I read this book on the planes over my trip.  It is similar to Radical, thought it brought different perspectives, and I think in some ways it challenged me more, or at least in different ways.  Simon has lived in Burundi, Africa for over a decade and is living with his family in Mt. Pleasant for about a year.  I've been blessed to hear him preach at my church several times and have gotten to know his wife a bit.  He challenges us to live a life of no holds barred discipleship.  I got this book for a penny and paid for shipping -- grand total of $4.  The cover also spurred my conversation with Alister the Brit (Houston to DC flight).

We are all just ordinary people, with the potential to do extraordinary things because we have an extraordinary God (13).

We like to have our ducks lined up, and our natural inclination is to play safe.  However, it's those very uncertainties which define life as an adventure to be lived, and scream out to us to live lives of faith rather than tightly reigned risk-minimization enterprises (107).

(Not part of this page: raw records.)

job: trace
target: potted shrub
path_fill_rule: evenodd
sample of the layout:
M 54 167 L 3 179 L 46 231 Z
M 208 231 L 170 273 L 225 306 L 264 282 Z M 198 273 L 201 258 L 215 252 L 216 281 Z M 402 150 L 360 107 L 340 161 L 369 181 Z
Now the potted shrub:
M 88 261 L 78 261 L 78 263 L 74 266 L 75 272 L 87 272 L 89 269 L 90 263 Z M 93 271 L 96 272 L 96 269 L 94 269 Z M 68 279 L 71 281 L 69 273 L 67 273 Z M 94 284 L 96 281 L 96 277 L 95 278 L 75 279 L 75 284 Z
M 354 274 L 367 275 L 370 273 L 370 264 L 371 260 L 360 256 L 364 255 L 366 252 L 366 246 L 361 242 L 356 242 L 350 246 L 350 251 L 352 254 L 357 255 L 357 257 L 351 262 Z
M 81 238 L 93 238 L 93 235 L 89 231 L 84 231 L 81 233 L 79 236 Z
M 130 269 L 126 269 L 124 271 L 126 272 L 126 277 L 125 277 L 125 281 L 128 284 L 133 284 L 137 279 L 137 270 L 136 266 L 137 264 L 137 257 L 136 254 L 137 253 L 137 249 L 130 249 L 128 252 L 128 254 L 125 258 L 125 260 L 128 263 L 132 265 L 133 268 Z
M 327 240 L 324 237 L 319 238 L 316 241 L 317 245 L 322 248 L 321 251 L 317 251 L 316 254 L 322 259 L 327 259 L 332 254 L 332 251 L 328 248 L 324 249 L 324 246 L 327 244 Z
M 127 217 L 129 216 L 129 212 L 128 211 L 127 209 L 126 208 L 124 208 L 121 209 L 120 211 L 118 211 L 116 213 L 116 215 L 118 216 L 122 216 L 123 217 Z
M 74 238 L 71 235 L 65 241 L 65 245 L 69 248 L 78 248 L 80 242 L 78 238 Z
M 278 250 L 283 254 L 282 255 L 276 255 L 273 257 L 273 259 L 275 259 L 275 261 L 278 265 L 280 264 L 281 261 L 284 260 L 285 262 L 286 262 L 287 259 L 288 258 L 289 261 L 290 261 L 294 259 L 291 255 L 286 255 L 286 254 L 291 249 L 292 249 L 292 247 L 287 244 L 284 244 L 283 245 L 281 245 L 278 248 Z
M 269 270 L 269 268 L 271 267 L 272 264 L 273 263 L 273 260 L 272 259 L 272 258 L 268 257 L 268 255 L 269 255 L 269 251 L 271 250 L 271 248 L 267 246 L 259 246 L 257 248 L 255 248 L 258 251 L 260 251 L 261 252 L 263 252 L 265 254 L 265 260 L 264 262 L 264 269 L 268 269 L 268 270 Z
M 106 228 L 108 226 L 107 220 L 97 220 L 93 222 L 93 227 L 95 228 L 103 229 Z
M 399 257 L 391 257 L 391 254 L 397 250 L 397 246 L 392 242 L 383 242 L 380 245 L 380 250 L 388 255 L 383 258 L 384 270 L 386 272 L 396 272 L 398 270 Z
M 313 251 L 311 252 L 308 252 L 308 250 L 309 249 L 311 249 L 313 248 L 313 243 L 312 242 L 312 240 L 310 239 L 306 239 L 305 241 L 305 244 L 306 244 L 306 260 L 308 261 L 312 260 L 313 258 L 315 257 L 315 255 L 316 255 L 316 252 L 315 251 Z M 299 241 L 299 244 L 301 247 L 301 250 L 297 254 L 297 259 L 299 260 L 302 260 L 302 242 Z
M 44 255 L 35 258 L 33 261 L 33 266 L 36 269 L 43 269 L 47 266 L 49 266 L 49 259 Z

In offering ourselves up as living sacrifices, we die to ourselves - to our right to ourselves.  It will undoubtedly be painful, and that pain will be multiplied by being misunderstood by our more respectable brothers and sisters.  But we need to remember that the cross was never respectable.  It was foolishness, an insult, a shame, a disgrace. ... The Lord will demand everything of you.  And when you give it all up to him, he may bless it and hand it back, but on the other hand he may not...(199).